Como todo brasileiro cordato, esperei o anúncio da devolução durante o ano de 2014 inteiro. Nada. Em março de 2015, descobri que o MInistério da Fazenda tem uma Ouvidoria, e então enviei minha primeira reclamação. Recebi como resposta: “O processo está sendo trabalhado. Acrescentamos que são dezenas de procedimentos e formalidades a cumprir e inúmeros os fatores que podem influir/interferir, tornando impossível precisar a data para conclusão.”
Pois bem, o brasileiro cordato esperou mais um ano, e nada. Enviei outra reclamação para a Ouvidoria, em janeiro de 2016, de onde veio a seguinte resposta: “Sua mensagem foi encaminhada para o setor responsável nos trabalhos de seu pleito e será trabalhada com a maior brevidade possível”. Bem, pensei, a mensagem foi diferente, o que mostra que há pessoas, não robôs do outro lado. Senti um certo alívio.

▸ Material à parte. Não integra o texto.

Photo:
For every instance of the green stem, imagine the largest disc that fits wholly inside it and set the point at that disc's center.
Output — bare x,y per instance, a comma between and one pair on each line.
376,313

No final de 2016 (mais um ano de espera, portanto), o brasileiro cordato perdeu a paciência. Fui até o posto da receita do meu bairro, para ser atendido pessoalmente. A técnica que me atendeu foi muito gentil, mas não obtive nada de útil. Pesquisando no sistema, disse-me que o processo estava parado. “Ok, pensei, isso eu já disse, não precisava do sistema”.

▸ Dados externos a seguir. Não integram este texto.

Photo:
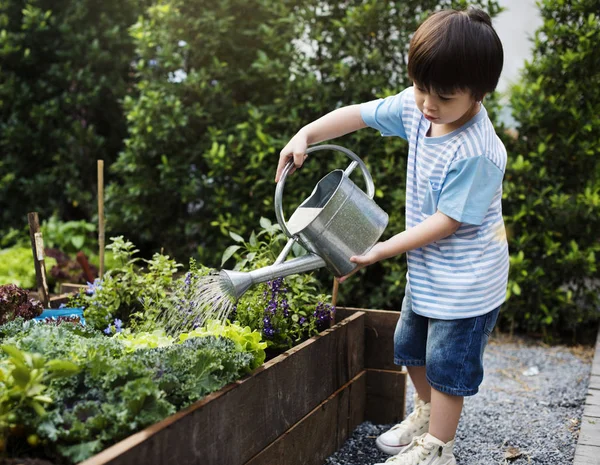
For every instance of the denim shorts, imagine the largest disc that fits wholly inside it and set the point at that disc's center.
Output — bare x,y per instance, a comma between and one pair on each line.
451,350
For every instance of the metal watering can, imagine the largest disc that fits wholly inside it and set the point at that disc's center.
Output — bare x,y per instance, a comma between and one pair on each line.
344,221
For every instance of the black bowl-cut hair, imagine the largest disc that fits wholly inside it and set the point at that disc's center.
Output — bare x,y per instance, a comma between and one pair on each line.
456,51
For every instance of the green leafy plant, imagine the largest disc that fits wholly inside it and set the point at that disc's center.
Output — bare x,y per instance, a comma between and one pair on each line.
285,311
23,390
245,339
552,183
125,382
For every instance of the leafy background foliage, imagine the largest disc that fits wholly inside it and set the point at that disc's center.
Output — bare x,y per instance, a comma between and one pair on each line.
189,103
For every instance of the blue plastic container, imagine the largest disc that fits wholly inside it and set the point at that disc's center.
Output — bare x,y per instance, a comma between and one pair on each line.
55,313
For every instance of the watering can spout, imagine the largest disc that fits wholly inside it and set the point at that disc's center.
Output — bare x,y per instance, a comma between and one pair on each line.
236,283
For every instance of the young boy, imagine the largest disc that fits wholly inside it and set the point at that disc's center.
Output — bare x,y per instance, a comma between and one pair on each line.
454,239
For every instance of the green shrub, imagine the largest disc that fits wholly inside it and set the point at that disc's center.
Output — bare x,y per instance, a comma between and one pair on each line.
17,267
221,90
552,185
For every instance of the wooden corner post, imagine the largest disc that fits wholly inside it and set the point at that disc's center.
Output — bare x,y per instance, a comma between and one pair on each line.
101,216
37,246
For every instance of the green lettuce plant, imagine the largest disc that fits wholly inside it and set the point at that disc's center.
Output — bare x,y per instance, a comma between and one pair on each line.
24,379
286,311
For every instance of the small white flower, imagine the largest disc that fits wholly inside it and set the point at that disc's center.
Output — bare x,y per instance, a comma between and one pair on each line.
178,76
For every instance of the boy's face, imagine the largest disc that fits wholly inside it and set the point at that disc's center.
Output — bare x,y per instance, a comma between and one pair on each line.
449,110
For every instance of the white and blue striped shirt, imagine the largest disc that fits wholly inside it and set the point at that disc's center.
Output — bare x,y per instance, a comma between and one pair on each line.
459,174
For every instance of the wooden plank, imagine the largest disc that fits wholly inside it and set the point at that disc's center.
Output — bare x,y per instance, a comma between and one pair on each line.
592,411
234,424
379,336
386,396
320,433
587,455
589,434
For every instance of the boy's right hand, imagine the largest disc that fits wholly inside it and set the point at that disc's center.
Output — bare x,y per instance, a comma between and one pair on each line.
296,149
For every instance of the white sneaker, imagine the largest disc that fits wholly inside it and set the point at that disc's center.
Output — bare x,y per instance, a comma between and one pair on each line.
424,450
416,424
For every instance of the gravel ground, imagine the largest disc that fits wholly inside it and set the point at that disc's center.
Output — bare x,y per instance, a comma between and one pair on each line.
527,410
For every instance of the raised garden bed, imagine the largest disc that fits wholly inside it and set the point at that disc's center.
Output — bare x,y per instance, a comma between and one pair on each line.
297,408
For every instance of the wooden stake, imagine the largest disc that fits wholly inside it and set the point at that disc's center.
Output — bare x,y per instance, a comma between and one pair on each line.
37,246
336,285
101,216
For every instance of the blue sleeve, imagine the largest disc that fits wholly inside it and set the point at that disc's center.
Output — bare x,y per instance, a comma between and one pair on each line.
469,188
385,115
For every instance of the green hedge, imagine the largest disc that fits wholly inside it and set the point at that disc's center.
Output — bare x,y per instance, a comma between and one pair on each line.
552,186
192,130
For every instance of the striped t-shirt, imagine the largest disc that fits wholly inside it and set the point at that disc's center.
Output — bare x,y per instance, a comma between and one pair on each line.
459,174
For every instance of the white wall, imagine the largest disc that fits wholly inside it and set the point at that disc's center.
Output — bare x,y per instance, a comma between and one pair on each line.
515,27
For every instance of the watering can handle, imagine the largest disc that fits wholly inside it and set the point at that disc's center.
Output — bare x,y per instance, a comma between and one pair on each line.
356,161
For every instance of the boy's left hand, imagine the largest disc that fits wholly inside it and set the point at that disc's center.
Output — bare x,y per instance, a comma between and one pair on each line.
363,260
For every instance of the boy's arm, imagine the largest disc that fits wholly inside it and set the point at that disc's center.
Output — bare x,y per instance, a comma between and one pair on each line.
434,228
335,124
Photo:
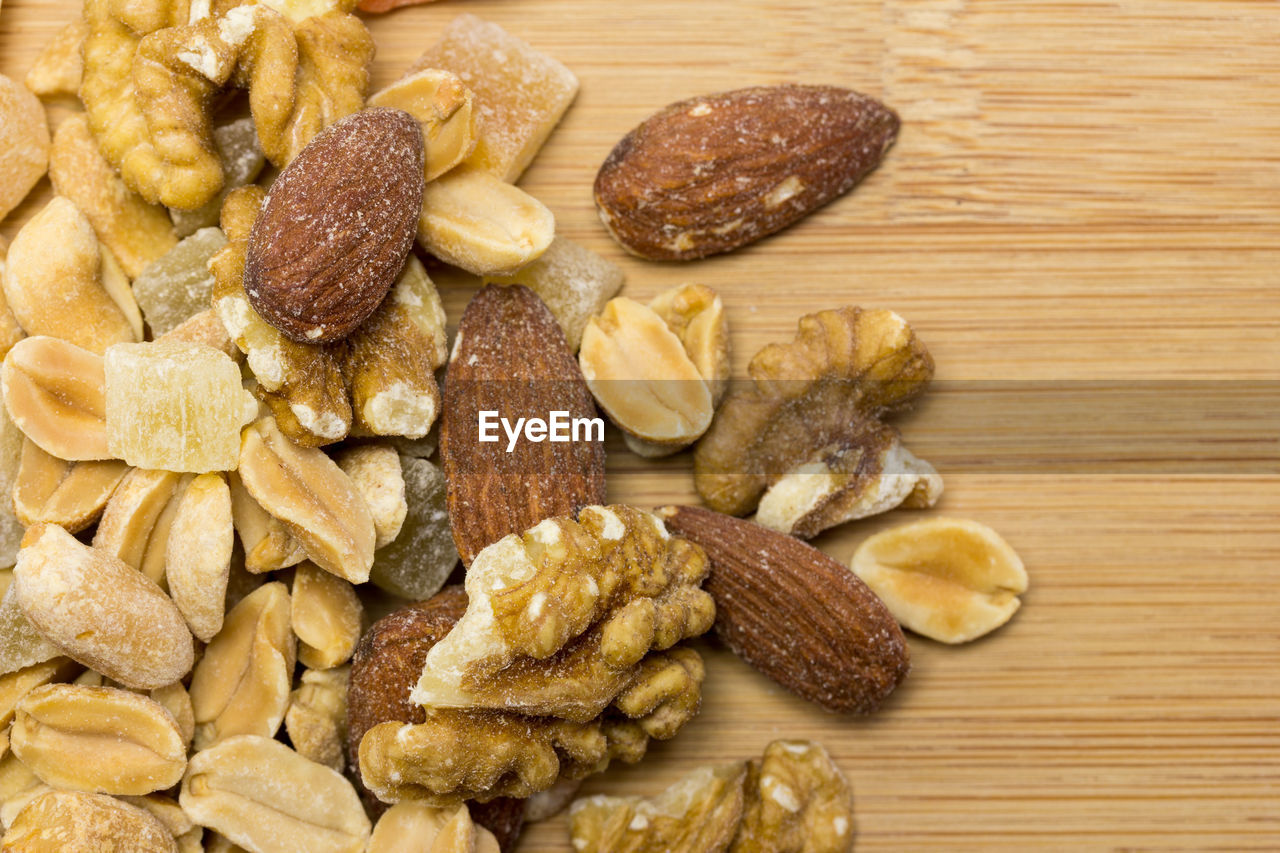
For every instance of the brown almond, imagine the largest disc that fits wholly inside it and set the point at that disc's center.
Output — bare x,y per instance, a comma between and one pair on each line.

Perguntei o que poderia ser feito. A resposta foi um marco na minha relação com o Leviatã, um novo patamar: “Envie sua reclamação para a Ouvidoria”. Ok, já o fiz mais de uma vez. “Envie várias vezes. Comece semanalmente, e depois aumente a frequência para diariamente”. Fiquei pensando: a Ouvidoria trabalha pela insistência? Será que eles fazem um ranking do número de reclamações da mesma pessoa? Enfim, tudo é possível, quando tratamos com o Leviatã.
Fiz o que a técnica da receita me orientou. Comecei de leve. Mandei uma mensagem no final do ano, e depois comecei a mandar semanalmente no início deste ano. A última resposta me intimidou: “Aguardar manifestação da Equipe”. Assim, curto e grosso, diferente dos salamaleques das anteriores. Como se a pessoa do outro lado já estivesse de saco cheio da minha insistência. E essa “Equipe” então, com letra maiúscula? O que seria essa “Equipe”, meudeusdoceu? Enfim, achei que era melhor parar de mandar as reclamações para a Ouvidoria, para evitar qualquer ranço que pudesse piorar a situação.

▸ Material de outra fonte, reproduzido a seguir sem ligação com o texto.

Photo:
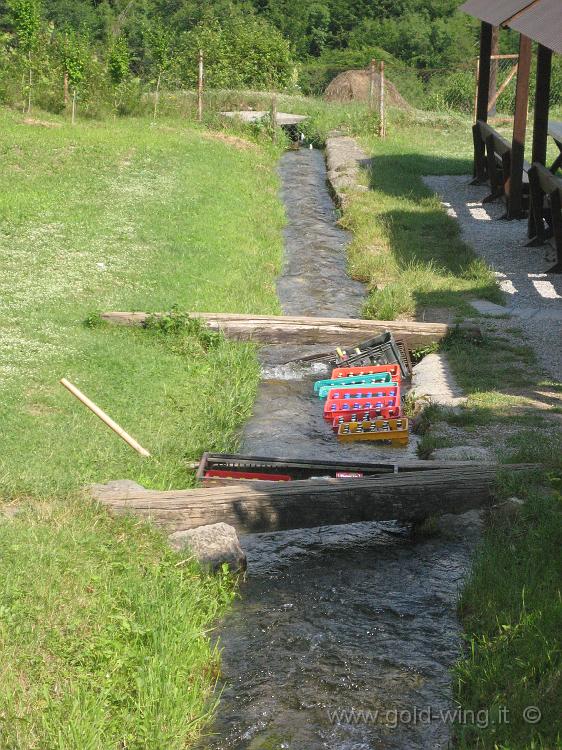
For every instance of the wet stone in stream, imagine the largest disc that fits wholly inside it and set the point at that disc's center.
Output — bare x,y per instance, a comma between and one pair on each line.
337,618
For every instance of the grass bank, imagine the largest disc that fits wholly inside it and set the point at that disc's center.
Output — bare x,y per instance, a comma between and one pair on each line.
410,253
104,632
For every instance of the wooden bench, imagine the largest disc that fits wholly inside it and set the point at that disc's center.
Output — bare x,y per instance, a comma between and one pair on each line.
546,206
493,162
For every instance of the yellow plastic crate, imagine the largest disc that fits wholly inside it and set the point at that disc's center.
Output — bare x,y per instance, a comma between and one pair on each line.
393,430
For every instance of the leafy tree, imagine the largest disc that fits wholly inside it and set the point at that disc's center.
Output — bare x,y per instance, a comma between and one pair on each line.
119,60
25,17
318,28
159,43
74,53
240,51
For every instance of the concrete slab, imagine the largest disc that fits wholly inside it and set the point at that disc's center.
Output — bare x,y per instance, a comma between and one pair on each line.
432,379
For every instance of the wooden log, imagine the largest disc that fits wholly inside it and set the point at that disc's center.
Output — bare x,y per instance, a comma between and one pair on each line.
305,330
105,418
278,506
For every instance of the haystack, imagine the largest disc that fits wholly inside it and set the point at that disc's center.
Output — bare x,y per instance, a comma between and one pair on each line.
354,86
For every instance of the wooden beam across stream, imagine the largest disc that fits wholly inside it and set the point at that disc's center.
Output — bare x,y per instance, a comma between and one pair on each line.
278,506
278,329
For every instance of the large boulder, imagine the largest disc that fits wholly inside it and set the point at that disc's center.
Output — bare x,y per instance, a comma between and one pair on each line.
212,546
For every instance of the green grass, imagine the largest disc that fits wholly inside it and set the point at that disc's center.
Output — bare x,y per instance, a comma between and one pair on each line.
176,216
511,609
104,631
405,247
409,252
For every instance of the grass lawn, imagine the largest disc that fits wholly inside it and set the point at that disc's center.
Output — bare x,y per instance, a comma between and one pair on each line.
125,215
410,253
104,631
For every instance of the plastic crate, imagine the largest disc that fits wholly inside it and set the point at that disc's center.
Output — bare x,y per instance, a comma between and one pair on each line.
322,387
347,372
372,392
386,404
379,350
388,430
382,412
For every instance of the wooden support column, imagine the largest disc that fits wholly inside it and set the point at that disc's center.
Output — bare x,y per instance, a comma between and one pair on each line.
493,73
486,34
540,126
514,186
482,98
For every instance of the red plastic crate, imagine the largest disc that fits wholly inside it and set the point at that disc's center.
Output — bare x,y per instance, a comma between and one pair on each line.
347,372
229,474
385,412
343,401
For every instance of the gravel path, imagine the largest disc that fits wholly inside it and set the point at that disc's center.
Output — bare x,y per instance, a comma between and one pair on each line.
533,297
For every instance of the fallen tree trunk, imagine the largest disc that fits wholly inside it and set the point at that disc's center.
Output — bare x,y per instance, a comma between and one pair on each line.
302,330
278,506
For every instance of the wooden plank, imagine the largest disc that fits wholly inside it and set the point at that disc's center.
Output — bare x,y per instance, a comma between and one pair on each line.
278,506
514,187
306,330
555,130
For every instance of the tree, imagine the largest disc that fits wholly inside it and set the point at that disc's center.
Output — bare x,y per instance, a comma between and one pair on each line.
119,60
317,29
74,52
25,17
159,41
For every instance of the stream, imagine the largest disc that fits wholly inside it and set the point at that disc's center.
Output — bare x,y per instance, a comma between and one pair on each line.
345,617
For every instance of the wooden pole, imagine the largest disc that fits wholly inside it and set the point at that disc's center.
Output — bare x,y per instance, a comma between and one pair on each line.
381,103
514,187
502,88
200,87
476,89
484,72
279,329
542,108
492,92
301,504
274,118
372,68
105,418
65,91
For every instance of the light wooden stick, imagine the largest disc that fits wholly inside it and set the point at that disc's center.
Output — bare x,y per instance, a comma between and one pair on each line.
104,418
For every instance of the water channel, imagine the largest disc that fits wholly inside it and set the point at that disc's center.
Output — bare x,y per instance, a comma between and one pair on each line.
338,618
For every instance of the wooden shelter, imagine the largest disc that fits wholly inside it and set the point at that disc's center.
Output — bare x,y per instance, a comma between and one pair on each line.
536,21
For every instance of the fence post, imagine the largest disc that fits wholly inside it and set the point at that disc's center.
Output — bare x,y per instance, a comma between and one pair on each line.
200,88
476,90
382,127
372,84
274,118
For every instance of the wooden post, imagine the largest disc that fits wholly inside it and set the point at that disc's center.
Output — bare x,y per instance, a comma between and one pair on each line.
200,88
274,118
484,72
65,90
105,418
372,68
493,72
514,187
476,89
284,329
278,506
542,107
381,103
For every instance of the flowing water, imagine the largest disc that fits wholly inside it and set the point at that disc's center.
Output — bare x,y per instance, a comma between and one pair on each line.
344,617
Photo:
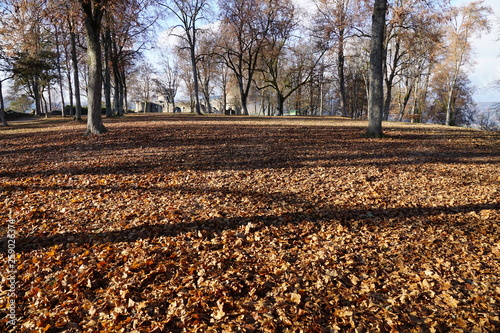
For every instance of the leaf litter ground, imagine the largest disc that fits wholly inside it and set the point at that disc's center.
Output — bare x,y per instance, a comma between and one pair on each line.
248,224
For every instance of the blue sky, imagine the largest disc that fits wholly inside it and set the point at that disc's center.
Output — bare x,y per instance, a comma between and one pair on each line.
487,56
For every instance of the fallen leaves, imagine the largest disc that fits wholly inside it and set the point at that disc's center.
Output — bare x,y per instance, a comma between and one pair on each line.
252,225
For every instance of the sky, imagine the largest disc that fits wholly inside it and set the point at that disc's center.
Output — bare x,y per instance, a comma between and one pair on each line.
487,56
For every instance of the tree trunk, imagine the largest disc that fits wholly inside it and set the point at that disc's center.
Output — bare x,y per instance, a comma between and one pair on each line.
450,121
59,72
196,86
341,62
94,94
2,108
76,80
107,73
376,93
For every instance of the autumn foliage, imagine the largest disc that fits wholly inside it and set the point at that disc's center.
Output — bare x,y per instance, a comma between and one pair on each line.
219,224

Então, estou pedindo aos meus amigos aqui no FB: caso vocês conheçam alguém que trabalhe no interior do Leviatã, que conheça suas entranhas, agradeço muito se puder me indicar. Não quero pedir para passar o meu processo na frente, não quero privilégios. Quero apenas saber o que se passa, algo mais do que “aguarde a manifestação da Equipe” (brrr).